Interventions may be aimed at alleviating:

  1. the causes of the symptom
  2. the effects of the symptom.

Some examples are:

  • symptoms caused by tumour obstruction may be best managed by endoscopic stenting or surgery
  • symptoms caused by oedema, such as raised intracranial pressure, may be best managed with steroids
  • symptoms caused by comorbidities such as gastric reflux may be best managed by proton pump inhibitors and/or dietary modifications.

Remember to:

  • listen to and accept the description given by the individual
  • explore all factors that may be influencing symptom severity.

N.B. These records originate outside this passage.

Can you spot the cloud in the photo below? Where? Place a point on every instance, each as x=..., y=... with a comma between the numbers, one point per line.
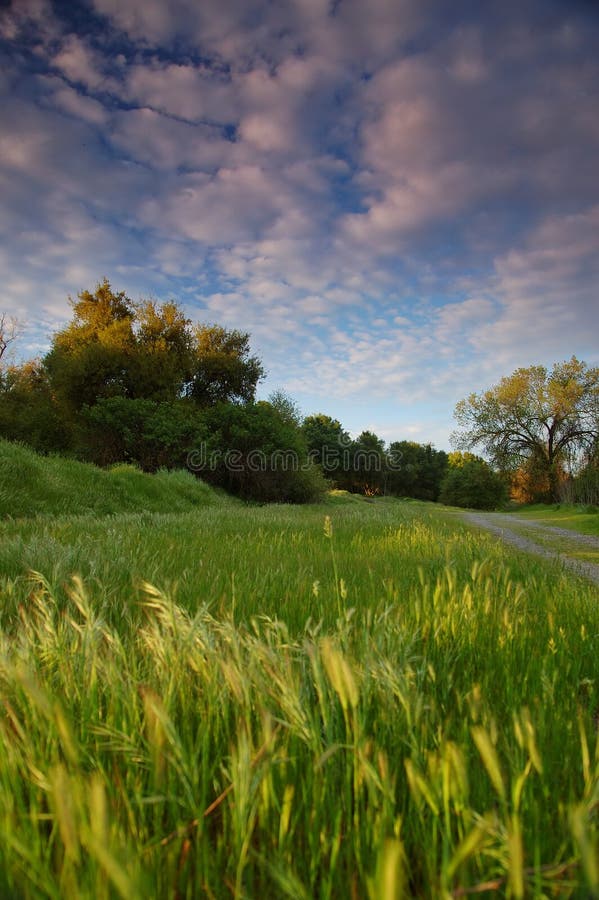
x=398, y=205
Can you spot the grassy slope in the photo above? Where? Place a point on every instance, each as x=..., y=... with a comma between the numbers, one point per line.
x=562, y=515
x=33, y=485
x=390, y=706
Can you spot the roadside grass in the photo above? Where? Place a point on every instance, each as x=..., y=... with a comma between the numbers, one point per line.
x=583, y=519
x=358, y=699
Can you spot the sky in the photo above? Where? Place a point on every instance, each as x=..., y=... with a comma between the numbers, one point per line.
x=398, y=199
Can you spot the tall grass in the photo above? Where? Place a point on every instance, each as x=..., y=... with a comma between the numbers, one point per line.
x=34, y=485
x=243, y=702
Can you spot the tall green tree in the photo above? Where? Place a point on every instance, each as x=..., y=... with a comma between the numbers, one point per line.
x=329, y=446
x=547, y=417
x=146, y=351
x=91, y=357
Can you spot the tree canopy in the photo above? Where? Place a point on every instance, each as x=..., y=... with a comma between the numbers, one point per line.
x=534, y=417
x=147, y=351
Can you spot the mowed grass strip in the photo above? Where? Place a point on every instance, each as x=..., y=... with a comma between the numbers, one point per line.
x=583, y=519
x=357, y=699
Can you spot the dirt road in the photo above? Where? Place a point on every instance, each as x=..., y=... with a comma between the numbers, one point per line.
x=542, y=540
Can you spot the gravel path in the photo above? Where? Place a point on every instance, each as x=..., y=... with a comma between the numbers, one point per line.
x=569, y=541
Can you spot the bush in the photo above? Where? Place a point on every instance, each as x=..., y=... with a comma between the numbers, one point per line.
x=257, y=453
x=472, y=483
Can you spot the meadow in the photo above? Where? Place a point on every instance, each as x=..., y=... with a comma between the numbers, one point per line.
x=362, y=699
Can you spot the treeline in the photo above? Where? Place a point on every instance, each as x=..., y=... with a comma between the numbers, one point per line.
x=140, y=383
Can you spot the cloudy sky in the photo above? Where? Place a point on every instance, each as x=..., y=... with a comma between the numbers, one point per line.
x=399, y=199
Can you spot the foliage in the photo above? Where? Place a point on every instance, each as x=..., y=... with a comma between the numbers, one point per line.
x=227, y=730
x=9, y=332
x=470, y=482
x=145, y=351
x=28, y=411
x=534, y=415
x=153, y=435
x=418, y=470
x=259, y=453
x=223, y=369
x=328, y=445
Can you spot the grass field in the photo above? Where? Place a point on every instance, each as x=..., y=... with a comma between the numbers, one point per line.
x=359, y=699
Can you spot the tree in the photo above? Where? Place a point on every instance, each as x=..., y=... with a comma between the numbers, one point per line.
x=258, y=453
x=549, y=418
x=417, y=471
x=368, y=464
x=470, y=482
x=223, y=370
x=28, y=411
x=146, y=351
x=91, y=357
x=9, y=332
x=329, y=447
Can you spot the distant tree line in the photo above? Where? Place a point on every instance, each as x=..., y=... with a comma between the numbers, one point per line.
x=541, y=428
x=140, y=383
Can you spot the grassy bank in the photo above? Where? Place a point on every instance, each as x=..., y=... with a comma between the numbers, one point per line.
x=34, y=485
x=359, y=699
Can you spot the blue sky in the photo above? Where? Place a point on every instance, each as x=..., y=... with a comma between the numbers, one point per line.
x=398, y=199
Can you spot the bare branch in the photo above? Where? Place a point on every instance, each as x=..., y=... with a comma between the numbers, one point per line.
x=10, y=330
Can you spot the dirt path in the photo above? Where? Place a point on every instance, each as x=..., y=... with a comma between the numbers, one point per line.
x=556, y=543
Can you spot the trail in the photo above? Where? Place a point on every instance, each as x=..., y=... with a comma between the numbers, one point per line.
x=558, y=543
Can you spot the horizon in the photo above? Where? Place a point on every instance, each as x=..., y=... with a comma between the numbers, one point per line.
x=400, y=207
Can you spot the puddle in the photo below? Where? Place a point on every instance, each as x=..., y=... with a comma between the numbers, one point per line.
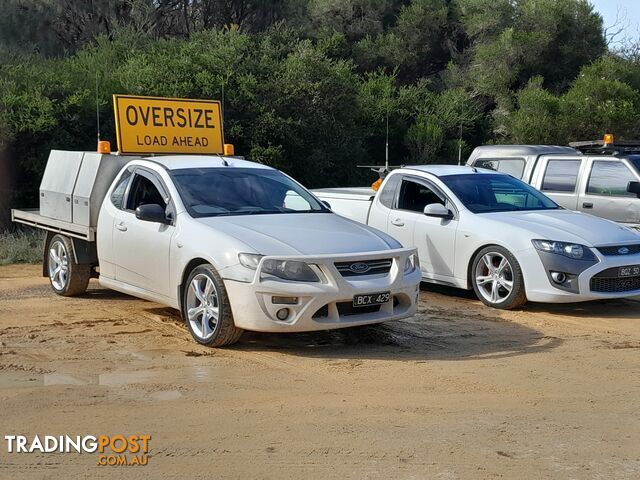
x=64, y=379
x=126, y=378
x=166, y=395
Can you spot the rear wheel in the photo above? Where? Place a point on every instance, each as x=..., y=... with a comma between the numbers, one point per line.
x=206, y=309
x=497, y=278
x=67, y=277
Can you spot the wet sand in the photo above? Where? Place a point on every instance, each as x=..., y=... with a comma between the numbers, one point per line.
x=458, y=391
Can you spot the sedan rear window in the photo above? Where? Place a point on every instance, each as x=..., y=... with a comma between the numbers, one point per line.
x=208, y=192
x=484, y=193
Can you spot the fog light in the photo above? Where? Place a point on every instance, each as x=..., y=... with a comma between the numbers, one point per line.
x=284, y=300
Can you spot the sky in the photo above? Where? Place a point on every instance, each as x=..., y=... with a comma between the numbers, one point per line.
x=623, y=8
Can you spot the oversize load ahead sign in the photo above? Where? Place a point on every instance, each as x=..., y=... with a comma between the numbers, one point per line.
x=168, y=125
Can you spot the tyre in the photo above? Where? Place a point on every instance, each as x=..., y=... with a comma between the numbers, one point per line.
x=497, y=278
x=206, y=309
x=67, y=278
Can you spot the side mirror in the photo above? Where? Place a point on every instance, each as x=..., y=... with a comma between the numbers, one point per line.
x=634, y=187
x=152, y=213
x=438, y=210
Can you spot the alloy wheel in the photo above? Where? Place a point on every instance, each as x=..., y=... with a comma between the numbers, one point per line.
x=58, y=265
x=494, y=277
x=203, y=306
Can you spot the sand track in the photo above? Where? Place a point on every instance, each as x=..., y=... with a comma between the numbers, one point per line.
x=458, y=391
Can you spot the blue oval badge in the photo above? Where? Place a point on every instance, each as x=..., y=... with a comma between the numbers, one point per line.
x=359, y=267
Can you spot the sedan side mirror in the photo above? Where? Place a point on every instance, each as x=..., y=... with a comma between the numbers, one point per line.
x=152, y=213
x=634, y=187
x=438, y=210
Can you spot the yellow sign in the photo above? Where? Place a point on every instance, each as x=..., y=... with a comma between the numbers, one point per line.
x=168, y=125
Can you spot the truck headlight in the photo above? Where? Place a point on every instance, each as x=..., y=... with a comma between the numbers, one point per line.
x=284, y=269
x=411, y=263
x=570, y=250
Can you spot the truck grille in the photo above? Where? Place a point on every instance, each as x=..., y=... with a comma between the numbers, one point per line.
x=364, y=267
x=608, y=281
x=619, y=250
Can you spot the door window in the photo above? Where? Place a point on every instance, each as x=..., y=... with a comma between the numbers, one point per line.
x=561, y=176
x=610, y=179
x=144, y=192
x=388, y=192
x=415, y=196
x=117, y=196
x=510, y=166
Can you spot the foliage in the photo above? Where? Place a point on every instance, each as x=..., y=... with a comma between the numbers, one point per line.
x=309, y=86
x=21, y=247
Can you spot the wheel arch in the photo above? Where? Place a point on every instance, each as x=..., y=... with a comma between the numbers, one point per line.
x=189, y=267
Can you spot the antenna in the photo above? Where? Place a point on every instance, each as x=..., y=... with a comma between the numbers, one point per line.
x=386, y=146
x=97, y=107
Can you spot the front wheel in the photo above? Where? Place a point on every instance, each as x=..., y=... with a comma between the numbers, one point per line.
x=497, y=278
x=67, y=277
x=206, y=309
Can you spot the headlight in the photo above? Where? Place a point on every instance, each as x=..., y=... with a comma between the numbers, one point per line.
x=571, y=250
x=290, y=270
x=411, y=263
x=284, y=269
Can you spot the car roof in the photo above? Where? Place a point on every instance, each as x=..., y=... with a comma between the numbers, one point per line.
x=176, y=162
x=445, y=170
x=509, y=150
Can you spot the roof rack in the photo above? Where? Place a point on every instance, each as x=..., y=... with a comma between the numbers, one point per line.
x=599, y=147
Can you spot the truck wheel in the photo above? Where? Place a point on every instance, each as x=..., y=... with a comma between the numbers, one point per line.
x=206, y=308
x=497, y=278
x=66, y=276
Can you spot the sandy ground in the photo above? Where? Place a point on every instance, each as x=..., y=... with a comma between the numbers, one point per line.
x=458, y=391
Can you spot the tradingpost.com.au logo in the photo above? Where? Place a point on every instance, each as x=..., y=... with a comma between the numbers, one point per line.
x=112, y=450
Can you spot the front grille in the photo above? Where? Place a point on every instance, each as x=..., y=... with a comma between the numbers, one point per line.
x=608, y=281
x=346, y=309
x=615, y=250
x=364, y=267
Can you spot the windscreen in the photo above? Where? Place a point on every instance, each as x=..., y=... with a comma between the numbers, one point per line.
x=482, y=193
x=208, y=192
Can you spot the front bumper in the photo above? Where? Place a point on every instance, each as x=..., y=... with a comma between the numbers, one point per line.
x=540, y=289
x=327, y=305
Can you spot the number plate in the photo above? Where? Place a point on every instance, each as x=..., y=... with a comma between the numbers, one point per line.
x=632, y=271
x=371, y=299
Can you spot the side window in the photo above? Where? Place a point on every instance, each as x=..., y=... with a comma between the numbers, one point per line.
x=487, y=163
x=388, y=192
x=415, y=196
x=293, y=201
x=117, y=196
x=510, y=166
x=561, y=176
x=610, y=179
x=143, y=192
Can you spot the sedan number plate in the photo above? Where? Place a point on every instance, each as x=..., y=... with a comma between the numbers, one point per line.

Explanation and discussion

  • Consider whether new symptoms may trigger discussions around disease progression and end-of-life goals.
  • Provide clear explanations about the causes of the symptom.
  • Discuss possible symptom management options based on individual need.
  • Ensure symptom management plan is consistent with the person’s individual goals and preferences for care.
  • Facilitate family discussion about the symptom management plan.
  • Involve the multidisciplinary team to ensure an holistic approach.

Tailoring symptom management

Develop an individualised symptom management plan. Optimal symptom management requires a multidisciplinary approach.


  • the applicability of all available treatment options to the individual’s clinical and personal circumstances. These treatment options may include:
    • surgical
    • disease modifying (e.g chemotherapy/radiotherapy)
    • pharmacological
    • non-pharmacological
  • the benefits vs burdens of treatments from the person’s perspective
  • the individual and family goals of care and personal preferences.

Monitoring of progress

Palliative symptom management requires ongoing monitoring and assessment and often the clinical picture changes quickly. It is important to adopt a proactive approach to symptom management.

Anticipatory prescribing is common practice in palliative care. Symptoms are anticipated before they occur and pharmacological treatment orders are written to be initiated as necessary. [2]

Thinking points


1. CareSearch. (2009). Finding evidence

2. Palliative Care Expert Group. (2010). Principles of symptom control. In:Therapeutic guidelines: palliative care. Version 3. Melbourne: Therapeutic Guidelines Limited.